Citing AmJur is the mark of an amateur “lawyer.” Not a single citation to a Supreme Court decision. A prolix spewing of crap copied from a hack legal source is no rational argument. You want to know the state of Second Amendment jurisprudence–the actual law of the land–you need to read and understand Supreme Court cases, beginning with DC v. Heller and continuing through to the Court’s most-recent decision, Rahimi, which upheld a challenge to restricting firearms possession for a person under a restraining order. Save the cut-and-paste bullshit from some other forum.
Why is it that gunheads get so worked up about( supposed violations to) the second amendment to the Constitution, while ignoring (or tacitly accepting all of the present President's blatant unconstitutional actions? ) Will they be content with the establishment of concentration camps for immigrants, journalists, and dissidents, if only they can guard them with their precious AR-15s?
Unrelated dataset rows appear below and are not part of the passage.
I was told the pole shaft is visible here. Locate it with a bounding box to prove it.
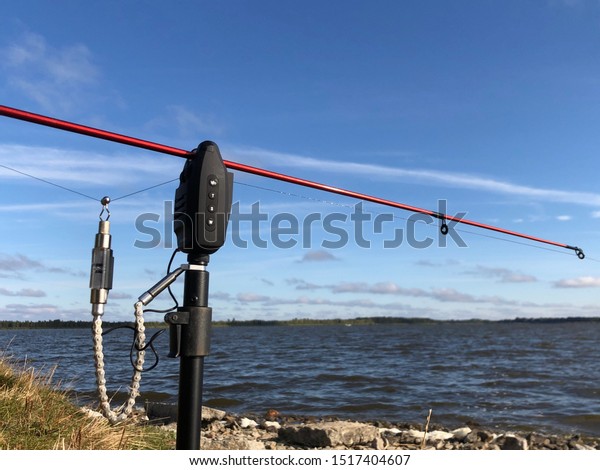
[176,262,210,450]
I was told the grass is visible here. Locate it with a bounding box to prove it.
[0,357,175,450]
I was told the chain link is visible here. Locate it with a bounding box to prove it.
[92,302,146,424]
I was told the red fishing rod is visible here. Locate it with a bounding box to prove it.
[0,105,585,259]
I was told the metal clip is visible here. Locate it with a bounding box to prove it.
[99,196,110,221]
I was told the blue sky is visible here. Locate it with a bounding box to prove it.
[0,0,600,320]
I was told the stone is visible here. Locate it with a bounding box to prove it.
[452,426,472,441]
[263,421,281,429]
[240,418,258,429]
[144,402,227,424]
[279,421,383,448]
[202,436,265,450]
[495,434,529,450]
[427,431,454,441]
[379,428,402,436]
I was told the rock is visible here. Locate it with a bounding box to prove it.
[202,436,265,450]
[427,431,454,441]
[279,421,383,448]
[402,429,425,443]
[240,418,258,429]
[379,428,402,436]
[263,421,281,429]
[144,402,227,424]
[495,434,529,450]
[202,406,227,421]
[452,426,472,441]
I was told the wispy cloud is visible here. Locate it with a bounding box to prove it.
[229,147,600,206]
[0,32,100,112]
[300,250,339,263]
[0,253,82,280]
[287,278,535,307]
[0,287,46,297]
[554,276,600,288]
[0,144,182,188]
[466,266,537,283]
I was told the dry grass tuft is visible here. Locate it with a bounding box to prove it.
[0,357,175,450]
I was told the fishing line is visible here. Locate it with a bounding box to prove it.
[0,163,98,202]
[234,181,600,262]
[0,105,585,259]
[0,163,179,202]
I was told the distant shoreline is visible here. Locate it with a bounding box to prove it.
[0,317,600,330]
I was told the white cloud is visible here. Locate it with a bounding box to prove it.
[229,147,600,206]
[300,250,339,263]
[467,266,537,283]
[554,276,600,288]
[0,144,183,191]
[0,32,100,111]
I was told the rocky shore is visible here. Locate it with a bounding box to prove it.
[145,403,600,450]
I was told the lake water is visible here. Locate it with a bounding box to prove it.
[0,322,600,436]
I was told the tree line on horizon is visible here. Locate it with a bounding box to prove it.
[0,317,600,330]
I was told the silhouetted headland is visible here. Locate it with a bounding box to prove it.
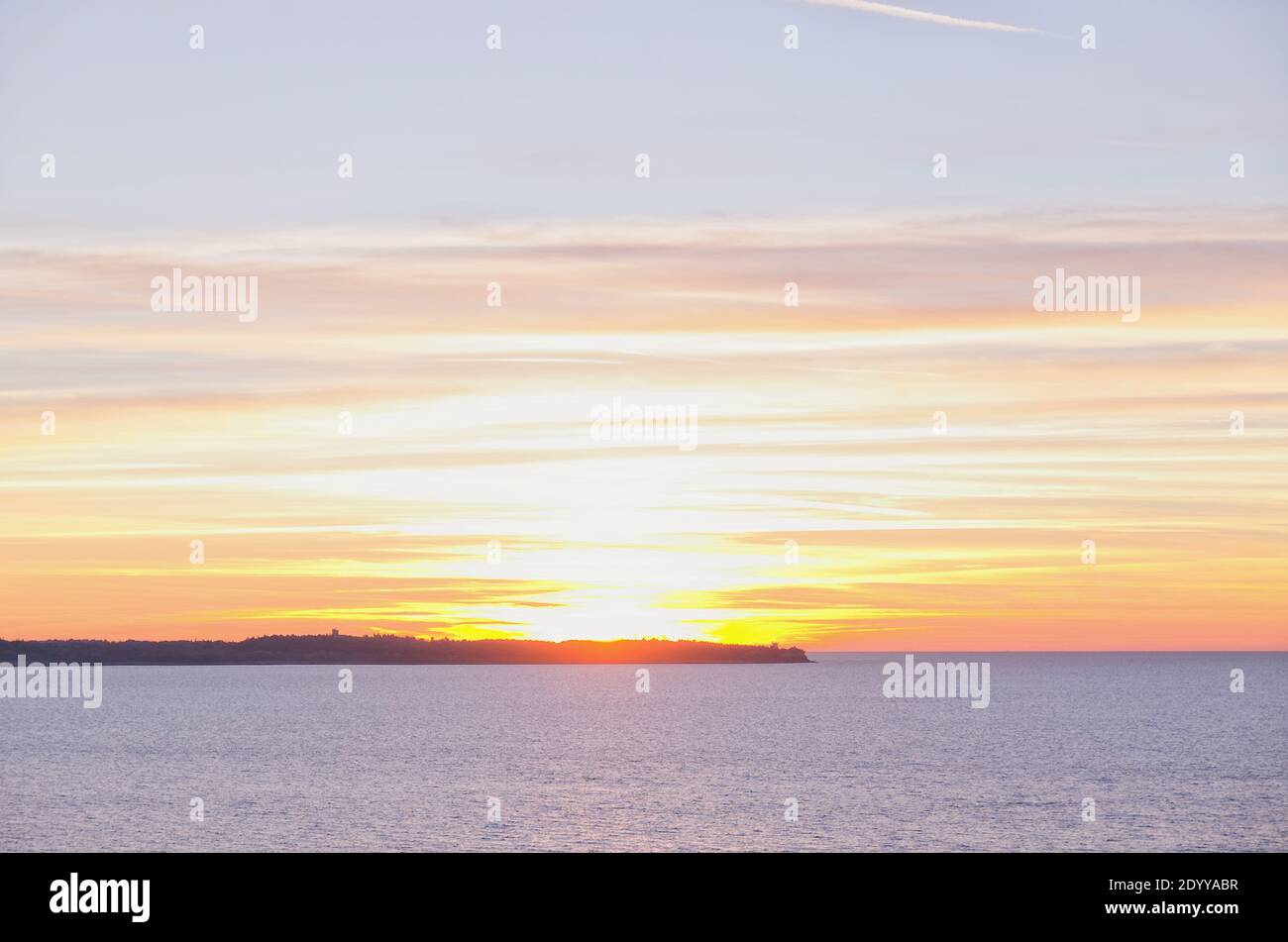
[0,634,812,666]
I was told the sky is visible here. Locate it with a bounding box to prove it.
[0,0,1288,651]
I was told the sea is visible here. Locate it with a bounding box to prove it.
[0,653,1288,852]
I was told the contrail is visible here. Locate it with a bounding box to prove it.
[804,0,1042,32]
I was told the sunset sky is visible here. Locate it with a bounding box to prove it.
[0,0,1288,650]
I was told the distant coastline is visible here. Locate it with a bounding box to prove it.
[0,634,812,667]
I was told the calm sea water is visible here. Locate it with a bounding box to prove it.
[0,654,1288,851]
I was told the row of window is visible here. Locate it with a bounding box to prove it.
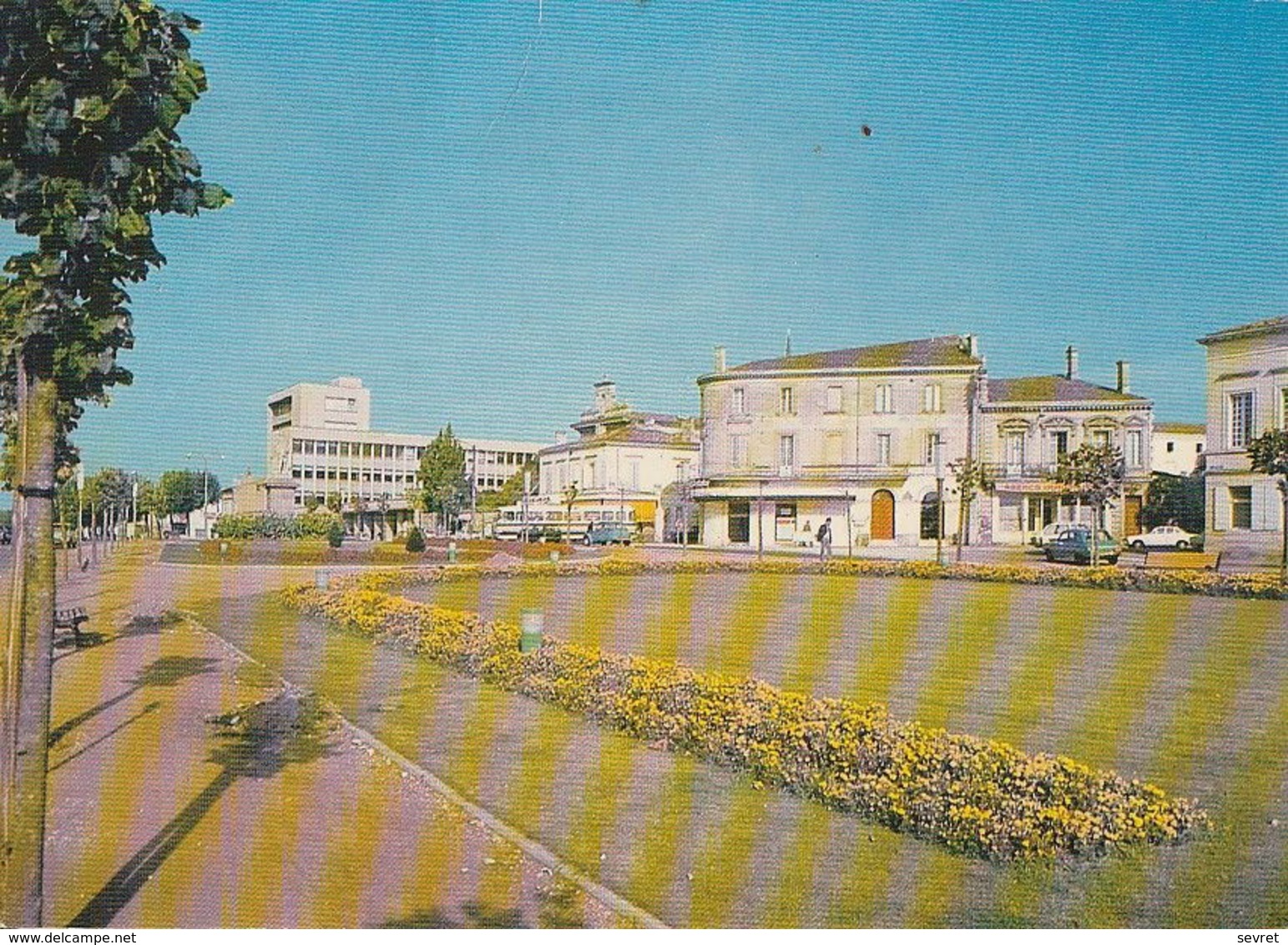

When they lose their Medicaid, or their grandparents lose their Medicare, in order to fund Mr. Musk's tax cuts, will they accept that as a necessary sacrifice to "freedom"?
I'm afraid that we all know the answer to these questions.
Because they are insecure, angry cowards
lol
The chatbots are out in force! Leastwise, I HOPE they're chatbots. If they're actual people, they are too fuck-all stupid to live outside an institution.